This new approach has not yet been tested. The IMF and World Bank make the following points:
- There is no blue print for the participatory process.
- It should build on existing practices within countries and could take the form of national debates, conferences, steering committees. Most low-income countries already have strategies for poverty reduction and social development. These will be at different levels of development. Uganda for example has been carrying out participatory poverty assessments.
- It should take one to two years to draw up the plan. Annual progress reports will be required. A new plan will be drawn up every 3 years.

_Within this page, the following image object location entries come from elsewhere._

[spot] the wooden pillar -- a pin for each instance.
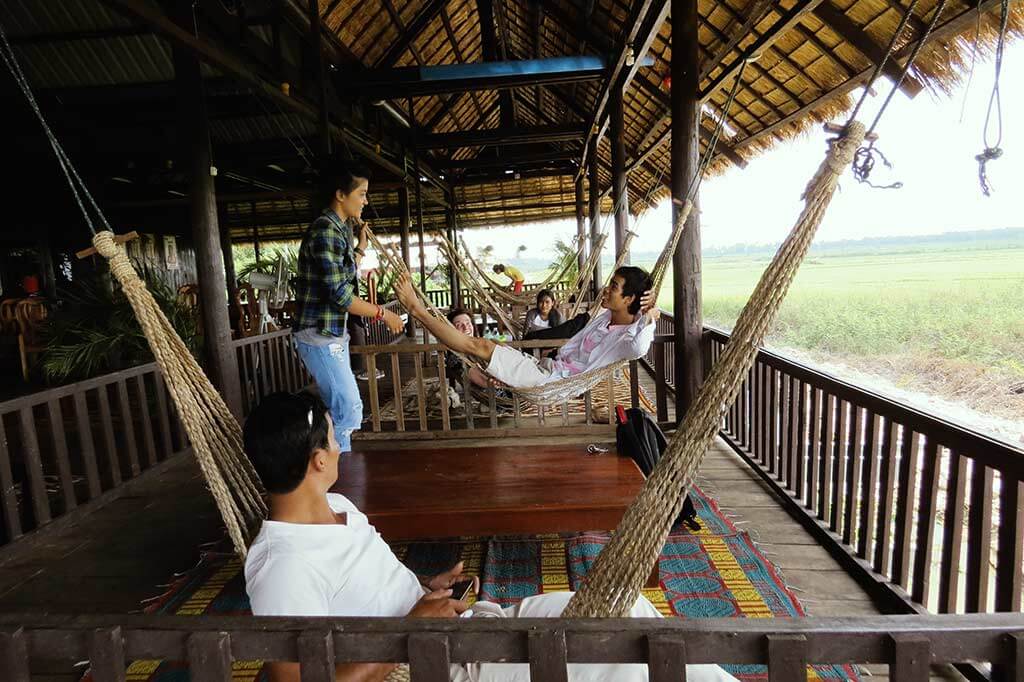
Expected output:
(229, 276)
(320, 79)
(403, 223)
(594, 213)
(455, 286)
(581, 221)
(221, 365)
(620, 188)
(685, 158)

- The IMF and World Bank may take part to explain their lending policies
Questions about the proposed new approach to adjustment
This new process certainly looks like a radical departure for the World Bank and even more so for the IMF. It appears to respond to our two major criticisms ó lack of priority for poverty reduction and the lack of country control over their own development. These criticisms were the basis of the two 'Say No to ESAF' campaigns we ran in opposition to an Irish contribution to ESAF.
In discussions with IMF and World Bank officials, representatives of the DDCI have tried to establish whether this new approach will result in real change or whether the proposed changes are merely a better marketing strategy for old models.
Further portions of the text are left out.